Ada pemandangan yang cukup aneh, 10 orang dari kalangan miskin yang menuntut janji Presiden Jokowi justru di depan Istana langsung disikat sekitar 200 aparat kepolisian.

(Kami) baru sampai di depan Istana sekitar pukul sembilan.
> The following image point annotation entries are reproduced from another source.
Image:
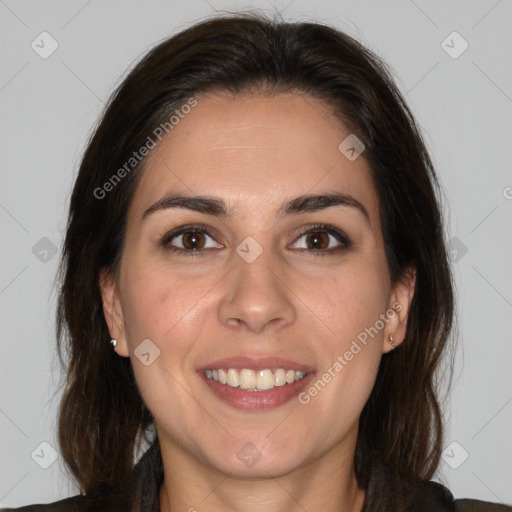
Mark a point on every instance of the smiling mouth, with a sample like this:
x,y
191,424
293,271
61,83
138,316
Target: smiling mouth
x,y
254,380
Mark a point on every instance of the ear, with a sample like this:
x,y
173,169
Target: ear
x,y
398,309
113,311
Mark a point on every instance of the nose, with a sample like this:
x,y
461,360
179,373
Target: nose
x,y
256,296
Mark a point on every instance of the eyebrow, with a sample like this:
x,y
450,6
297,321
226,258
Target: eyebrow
x,y
215,206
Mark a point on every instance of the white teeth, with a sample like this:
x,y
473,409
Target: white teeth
x,y
251,380
247,379
280,377
223,378
265,379
233,379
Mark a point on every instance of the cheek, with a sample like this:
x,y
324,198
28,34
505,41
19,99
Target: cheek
x,y
163,305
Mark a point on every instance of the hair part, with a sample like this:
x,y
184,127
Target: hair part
x,y
102,417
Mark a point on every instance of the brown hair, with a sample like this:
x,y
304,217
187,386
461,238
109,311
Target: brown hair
x,y
102,416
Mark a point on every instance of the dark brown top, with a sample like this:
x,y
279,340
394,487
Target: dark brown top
x,y
142,495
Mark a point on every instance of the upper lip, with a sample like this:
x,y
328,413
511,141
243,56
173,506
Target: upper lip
x,y
256,363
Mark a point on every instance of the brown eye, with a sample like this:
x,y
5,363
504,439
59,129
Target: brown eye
x,y
193,240
322,239
317,240
190,239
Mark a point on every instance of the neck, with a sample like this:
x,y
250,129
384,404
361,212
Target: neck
x,y
327,484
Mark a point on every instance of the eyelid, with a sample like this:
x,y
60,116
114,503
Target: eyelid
x,y
340,236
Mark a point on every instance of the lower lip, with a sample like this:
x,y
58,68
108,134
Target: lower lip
x,y
257,400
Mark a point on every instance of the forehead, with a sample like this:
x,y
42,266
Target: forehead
x,y
255,152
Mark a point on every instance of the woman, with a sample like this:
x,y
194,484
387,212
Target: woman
x,y
255,228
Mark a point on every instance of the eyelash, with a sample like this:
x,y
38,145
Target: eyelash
x,y
339,235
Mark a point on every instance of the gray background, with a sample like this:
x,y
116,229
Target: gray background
x,y
49,106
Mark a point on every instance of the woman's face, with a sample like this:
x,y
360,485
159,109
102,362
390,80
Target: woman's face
x,y
260,281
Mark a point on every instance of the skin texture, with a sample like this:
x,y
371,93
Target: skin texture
x,y
254,153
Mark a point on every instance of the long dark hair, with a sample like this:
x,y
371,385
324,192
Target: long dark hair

Baru berdiri lima menit, langsung polisi datang dan menyeret ke depan Monas (Monumen Nasional),” ungkap Gugun Muhammad, koordinator Advokasi Urban Poor Consortium (UPC), Senin (14/03) sebagaimana dikutip dari BBC.
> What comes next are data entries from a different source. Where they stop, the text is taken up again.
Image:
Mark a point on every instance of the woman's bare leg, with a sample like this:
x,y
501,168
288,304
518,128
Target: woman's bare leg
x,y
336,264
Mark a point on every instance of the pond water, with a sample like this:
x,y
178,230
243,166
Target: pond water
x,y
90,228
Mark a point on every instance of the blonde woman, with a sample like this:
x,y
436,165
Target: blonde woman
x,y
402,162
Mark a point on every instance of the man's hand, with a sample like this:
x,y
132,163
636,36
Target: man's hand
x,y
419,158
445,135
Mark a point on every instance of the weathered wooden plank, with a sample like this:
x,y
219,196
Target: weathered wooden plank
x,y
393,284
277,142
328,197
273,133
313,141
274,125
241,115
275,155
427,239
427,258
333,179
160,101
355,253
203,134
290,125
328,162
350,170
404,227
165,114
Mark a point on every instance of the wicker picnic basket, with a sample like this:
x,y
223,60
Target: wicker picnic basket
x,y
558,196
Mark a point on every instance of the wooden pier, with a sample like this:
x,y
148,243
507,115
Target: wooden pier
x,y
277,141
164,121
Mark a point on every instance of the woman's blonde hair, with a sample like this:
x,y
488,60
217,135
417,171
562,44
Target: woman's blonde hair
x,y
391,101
Mereka menilai Jokowi melanggar “kontrak politik tertulis” yang telah dibuatnya saat berkampanye menjadi Gubernur DKI Jakarta, 2012 lalu dan kampanye Pemilu Presiden, 2014 silam.

“Jokowi dulu berjanji melindungi kampung-kampung miskin, tidak menggusur, dan kemudian melindungi sektor informal seperti desa, becak dan kaki lima. Faktanya tidak,” ujar Gugun.

Tidak lebih dari lima menit, truk polisi pun datang. Pendemo duduk sambil berpegangan tangan, diangkut paksa ke atas truk dan dibawa ke Kepolisian Resort (Polres) Jakarta Pusat.

Kapolres Jakarta Pusat, Kombes Hendro Pandowo, menegaskan “Demo tidak boleh dilakukan lebih dekat dari 100 meter dari Istana Kepresidenan,” katanya kepada Rafki Hidayat dari BBC Indonesia.

Gugun mengungkapkan “tuntutan mereka adalah agar bisa bertemu Jokowi, untuk menagih janji presiden”. Surat permohonan telah dikirim ke Sekretariat Negara tetapi belum mendapat respon.